La ptôse mammaire est la chute de seins, fréquente après les grossesses. Le sein se vide et laisse un « sac » de peau vide. La force gravitationnelle et le poids des seins prennent le dessus avec le temps. La ptose se vérifie également après une importante perte de poids, le volume du sein diminue, laissant une peau excédante.

Rappel anatomique

         

Le sein a trois éléments constitutifs : la glande (acini et canaux excréteurs), le tissu collagène constituant l’architecture glandulaire de soutien et les lobules graisseux qui infiltrent la glande.

La stabilité du sein dépend de trois éléments :

  1. La peau et sa texture
  2. L’architecture glandulaire représentée par le tissu collagène de soutien
  3. Interconnexions fibreuses entre la peau et la glande (ligaments de Cooper)

La chute des seins ou ptôse est due à l’effet de la pesanteur et au vieillissement des tissus.

Les variations de volume du sein sont liées à la vie génitale au cours des périodes menstruelles, gravidiques ou de l’allaitement, ainsi qu’au vieillissement physiologique du collagène glandulaire et du derme de la peau.

Les brusques variations de poids sont également imputées.

Qu’est-ce que c’est la ptôse mammaire?

La ptose mammaire est définie par une chute de la glande mammaire et une distension de la peau qui l’enveloppe.

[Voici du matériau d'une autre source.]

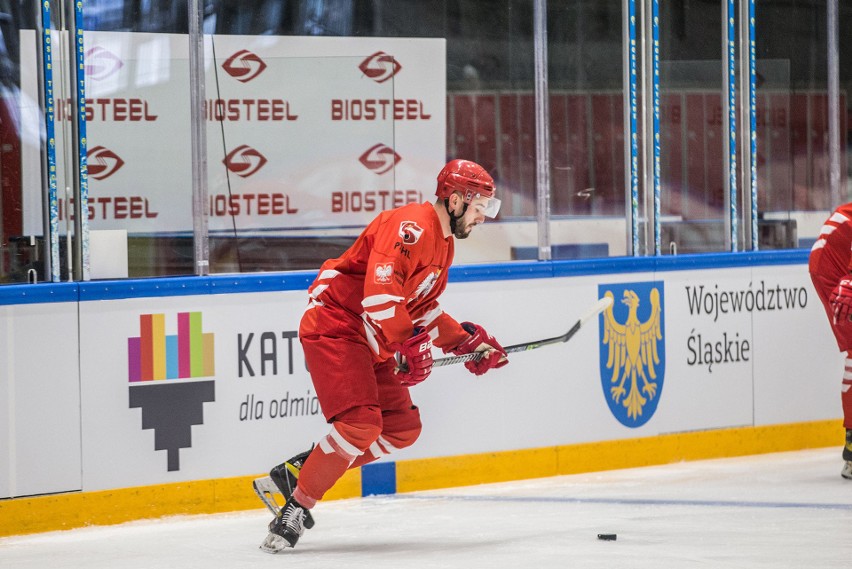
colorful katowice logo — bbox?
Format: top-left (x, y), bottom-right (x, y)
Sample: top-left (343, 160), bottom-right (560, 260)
top-left (86, 45), bottom-right (124, 81)
top-left (358, 51), bottom-right (402, 83)
top-left (86, 146), bottom-right (124, 180)
top-left (127, 312), bottom-right (216, 471)
top-left (598, 281), bottom-right (666, 428)
top-left (358, 143), bottom-right (402, 176)
top-left (222, 49), bottom-right (266, 83)
top-left (222, 144), bottom-right (267, 178)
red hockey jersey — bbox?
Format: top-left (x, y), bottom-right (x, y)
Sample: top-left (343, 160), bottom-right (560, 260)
top-left (810, 203), bottom-right (852, 278)
top-left (299, 203), bottom-right (469, 360)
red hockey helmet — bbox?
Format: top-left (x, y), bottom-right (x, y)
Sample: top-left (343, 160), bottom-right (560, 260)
top-left (435, 159), bottom-right (500, 217)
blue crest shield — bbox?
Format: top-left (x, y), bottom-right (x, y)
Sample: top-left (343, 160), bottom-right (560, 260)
top-left (598, 281), bottom-right (666, 428)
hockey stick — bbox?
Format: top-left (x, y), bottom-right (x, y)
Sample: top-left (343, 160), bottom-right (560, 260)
top-left (400, 297), bottom-right (612, 371)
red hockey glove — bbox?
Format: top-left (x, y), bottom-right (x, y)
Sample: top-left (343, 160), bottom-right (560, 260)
top-left (451, 322), bottom-right (509, 375)
top-left (829, 277), bottom-right (852, 325)
top-left (391, 326), bottom-right (432, 387)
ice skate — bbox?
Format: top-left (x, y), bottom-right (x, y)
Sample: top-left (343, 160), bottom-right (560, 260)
top-left (260, 497), bottom-right (310, 553)
top-left (252, 447), bottom-right (314, 529)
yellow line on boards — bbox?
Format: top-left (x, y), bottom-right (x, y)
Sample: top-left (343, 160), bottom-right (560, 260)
top-left (0, 419), bottom-right (844, 536)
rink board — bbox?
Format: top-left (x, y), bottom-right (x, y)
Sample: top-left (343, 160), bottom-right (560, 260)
top-left (0, 251), bottom-right (843, 534)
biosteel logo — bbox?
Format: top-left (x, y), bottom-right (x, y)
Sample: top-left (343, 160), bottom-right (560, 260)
top-left (222, 144), bottom-right (267, 178)
top-left (86, 45), bottom-right (124, 81)
top-left (222, 49), bottom-right (266, 83)
top-left (358, 143), bottom-right (402, 176)
top-left (358, 51), bottom-right (402, 83)
top-left (86, 146), bottom-right (124, 180)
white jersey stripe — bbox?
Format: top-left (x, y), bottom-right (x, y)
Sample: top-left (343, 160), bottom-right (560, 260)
top-left (361, 294), bottom-right (404, 308)
top-left (828, 211), bottom-right (849, 225)
top-left (367, 306), bottom-right (396, 322)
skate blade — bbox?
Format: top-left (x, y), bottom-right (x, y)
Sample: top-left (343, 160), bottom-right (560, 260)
top-left (252, 476), bottom-right (283, 516)
top-left (260, 532), bottom-right (292, 555)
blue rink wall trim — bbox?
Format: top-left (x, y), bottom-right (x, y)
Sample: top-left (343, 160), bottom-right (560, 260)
top-left (0, 249), bottom-right (810, 306)
top-left (361, 462), bottom-right (396, 496)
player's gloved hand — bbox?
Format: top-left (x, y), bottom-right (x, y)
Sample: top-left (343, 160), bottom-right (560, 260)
top-left (829, 277), bottom-right (852, 325)
top-left (451, 322), bottom-right (509, 375)
top-left (391, 326), bottom-right (432, 387)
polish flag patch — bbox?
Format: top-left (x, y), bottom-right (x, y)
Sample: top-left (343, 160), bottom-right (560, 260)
top-left (399, 221), bottom-right (423, 245)
top-left (373, 263), bottom-right (393, 284)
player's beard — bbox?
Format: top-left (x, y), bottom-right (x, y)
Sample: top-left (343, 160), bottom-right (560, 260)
top-left (453, 223), bottom-right (476, 239)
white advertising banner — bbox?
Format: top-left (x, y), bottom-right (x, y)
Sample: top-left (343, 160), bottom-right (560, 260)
top-left (21, 32), bottom-right (446, 234)
top-left (71, 266), bottom-right (842, 490)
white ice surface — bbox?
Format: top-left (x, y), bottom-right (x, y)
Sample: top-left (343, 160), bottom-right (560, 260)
top-left (0, 448), bottom-right (852, 569)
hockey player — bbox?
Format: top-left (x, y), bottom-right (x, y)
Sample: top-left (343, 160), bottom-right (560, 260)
top-left (261, 160), bottom-right (508, 553)
top-left (809, 203), bottom-right (852, 480)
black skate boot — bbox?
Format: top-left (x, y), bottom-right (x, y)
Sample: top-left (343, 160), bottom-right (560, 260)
top-left (269, 447), bottom-right (314, 528)
top-left (260, 497), bottom-right (311, 553)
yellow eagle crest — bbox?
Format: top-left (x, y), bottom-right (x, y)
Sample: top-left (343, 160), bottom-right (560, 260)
top-left (603, 288), bottom-right (663, 418)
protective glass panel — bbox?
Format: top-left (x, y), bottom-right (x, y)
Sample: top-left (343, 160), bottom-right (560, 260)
top-left (755, 2), bottom-right (840, 249)
top-left (547, 0), bottom-right (627, 259)
top-left (206, 47), bottom-right (402, 273)
top-left (660, 2), bottom-right (728, 254)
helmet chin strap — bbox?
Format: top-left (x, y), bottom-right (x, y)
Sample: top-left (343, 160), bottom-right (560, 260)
top-left (444, 198), bottom-right (470, 235)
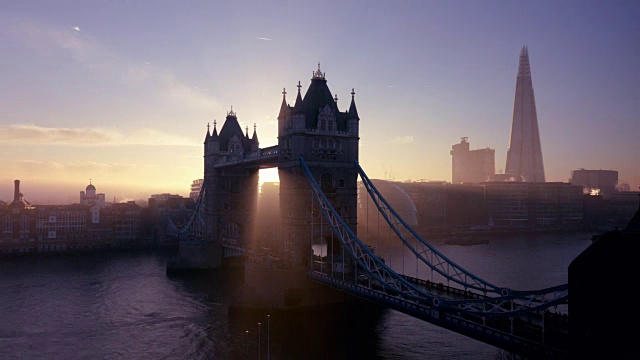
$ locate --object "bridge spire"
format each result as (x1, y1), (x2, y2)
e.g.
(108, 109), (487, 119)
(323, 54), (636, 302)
(251, 123), (258, 144)
(278, 88), (288, 121)
(293, 81), (302, 109)
(349, 89), (360, 120)
(311, 62), (325, 80)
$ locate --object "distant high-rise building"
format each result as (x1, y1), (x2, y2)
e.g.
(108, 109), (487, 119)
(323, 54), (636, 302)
(505, 46), (545, 182)
(451, 137), (496, 184)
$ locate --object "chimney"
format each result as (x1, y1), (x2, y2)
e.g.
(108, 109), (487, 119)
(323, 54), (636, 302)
(13, 180), (20, 203)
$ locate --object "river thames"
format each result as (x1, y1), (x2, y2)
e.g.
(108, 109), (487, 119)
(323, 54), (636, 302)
(0, 233), (591, 360)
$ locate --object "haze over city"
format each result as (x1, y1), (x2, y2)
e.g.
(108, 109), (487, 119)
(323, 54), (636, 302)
(0, 1), (640, 203)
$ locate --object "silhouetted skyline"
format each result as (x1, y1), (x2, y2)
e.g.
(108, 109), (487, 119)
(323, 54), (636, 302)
(0, 1), (640, 202)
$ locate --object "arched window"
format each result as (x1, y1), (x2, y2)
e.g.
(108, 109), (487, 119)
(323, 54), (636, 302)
(320, 173), (336, 193)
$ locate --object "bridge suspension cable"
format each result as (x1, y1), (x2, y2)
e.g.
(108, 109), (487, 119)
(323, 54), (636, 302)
(354, 161), (568, 304)
(167, 181), (206, 242)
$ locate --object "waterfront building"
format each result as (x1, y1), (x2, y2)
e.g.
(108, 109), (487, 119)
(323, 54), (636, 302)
(571, 169), (618, 198)
(80, 180), (106, 207)
(189, 179), (204, 201)
(80, 180), (106, 224)
(505, 46), (546, 182)
(450, 137), (496, 184)
(484, 182), (583, 230)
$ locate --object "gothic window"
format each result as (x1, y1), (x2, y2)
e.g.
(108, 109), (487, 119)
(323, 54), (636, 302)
(227, 135), (242, 154)
(318, 105), (336, 131)
(320, 173), (335, 193)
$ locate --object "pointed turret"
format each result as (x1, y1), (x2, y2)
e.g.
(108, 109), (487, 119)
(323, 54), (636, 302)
(349, 89), (360, 120)
(251, 123), (258, 143)
(278, 88), (288, 120)
(518, 46), (531, 77)
(293, 81), (302, 110)
(211, 119), (218, 139)
(204, 123), (211, 146)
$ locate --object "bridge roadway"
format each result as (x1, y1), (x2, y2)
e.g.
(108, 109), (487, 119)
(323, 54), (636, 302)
(309, 264), (568, 359)
(213, 145), (278, 168)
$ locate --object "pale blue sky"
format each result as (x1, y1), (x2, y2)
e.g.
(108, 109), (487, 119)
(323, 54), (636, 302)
(0, 1), (640, 202)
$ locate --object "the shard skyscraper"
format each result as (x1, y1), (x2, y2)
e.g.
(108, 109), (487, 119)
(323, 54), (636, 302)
(505, 46), (545, 182)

Les problèmes fondamentaux :

  • enveloppe cutanée trop large
  • masse mammaire déplacée vers le bas
  • l'aréole et le mamelon se retrouvent déplacés au pôle inférieur du sein.

La ptose mammaire peut exister d’emblée mais survient le plus souvent après un amaigrissement important ou au décours d’une grossesse avec allaitement.

On distingue :

  • Les ptôses cutanées dues au vieillissement du plan cutané et des ligaments de Cooper.
  • Les ptôses glandulaires dues à une involution glandulaire physiologique ou pathologique.
  • Les ptôses mixtes, cutanées et glandulaires.
     

Qu’est-ce que la mastopexie ou lifting des seins ?

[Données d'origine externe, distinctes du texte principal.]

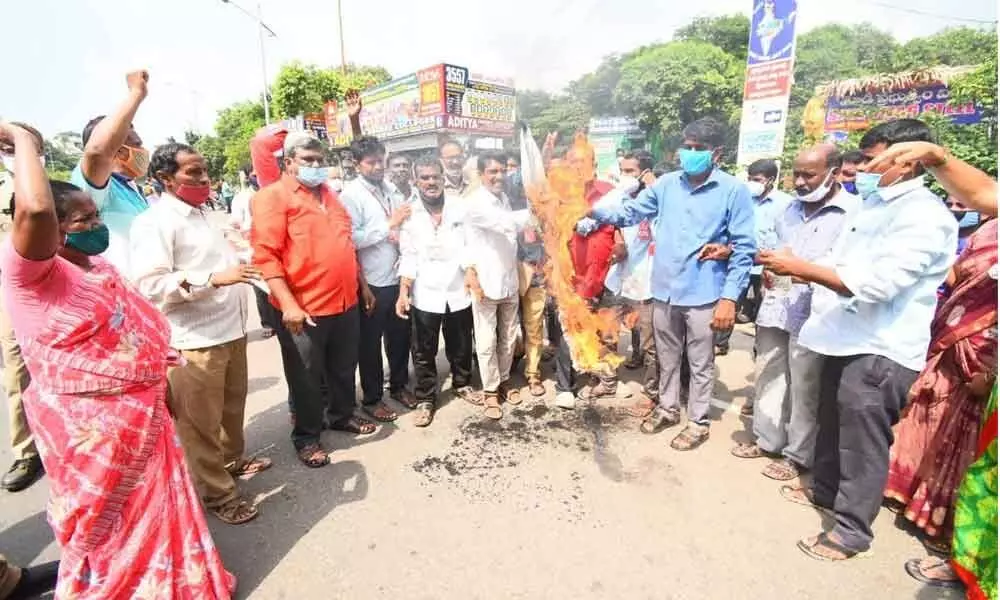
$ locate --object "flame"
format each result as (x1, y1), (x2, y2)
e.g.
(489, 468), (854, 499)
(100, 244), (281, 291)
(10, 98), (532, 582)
(525, 137), (624, 374)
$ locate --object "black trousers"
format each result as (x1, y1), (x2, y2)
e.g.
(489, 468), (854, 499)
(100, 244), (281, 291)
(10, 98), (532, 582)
(812, 354), (917, 552)
(277, 306), (360, 449)
(358, 285), (410, 405)
(253, 287), (281, 331)
(410, 307), (473, 404)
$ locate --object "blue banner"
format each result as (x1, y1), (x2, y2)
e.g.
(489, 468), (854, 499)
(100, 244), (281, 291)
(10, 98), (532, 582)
(747, 0), (798, 65)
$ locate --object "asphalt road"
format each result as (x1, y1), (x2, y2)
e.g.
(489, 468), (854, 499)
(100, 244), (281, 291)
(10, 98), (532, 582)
(0, 213), (961, 600)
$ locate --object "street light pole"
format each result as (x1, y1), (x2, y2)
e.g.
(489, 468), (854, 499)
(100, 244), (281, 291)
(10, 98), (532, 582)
(257, 2), (274, 125)
(222, 0), (278, 124)
(337, 0), (347, 75)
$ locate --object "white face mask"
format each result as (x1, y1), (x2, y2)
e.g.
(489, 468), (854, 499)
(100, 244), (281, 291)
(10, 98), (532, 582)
(2, 154), (45, 174)
(747, 180), (767, 198)
(798, 169), (833, 204)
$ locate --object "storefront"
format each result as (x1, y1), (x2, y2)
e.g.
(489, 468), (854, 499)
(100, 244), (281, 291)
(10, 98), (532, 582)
(324, 64), (516, 154)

La correction d'une ptose mammaire consiste à remodeler la glande mammaire en lui restituant sa place (replacer la masse du sein dans une position plus élevée et repositionner le complexe aréole-mamelon plus haut), en enlevant l'excès de peau.

Une prothèse peut être posée en même temps, si le volume est insuffisant. La taille de l'aréole peut être réduite. La possibilité d'allaiter est conservée, mais la grossesse doit être évitée pour un an.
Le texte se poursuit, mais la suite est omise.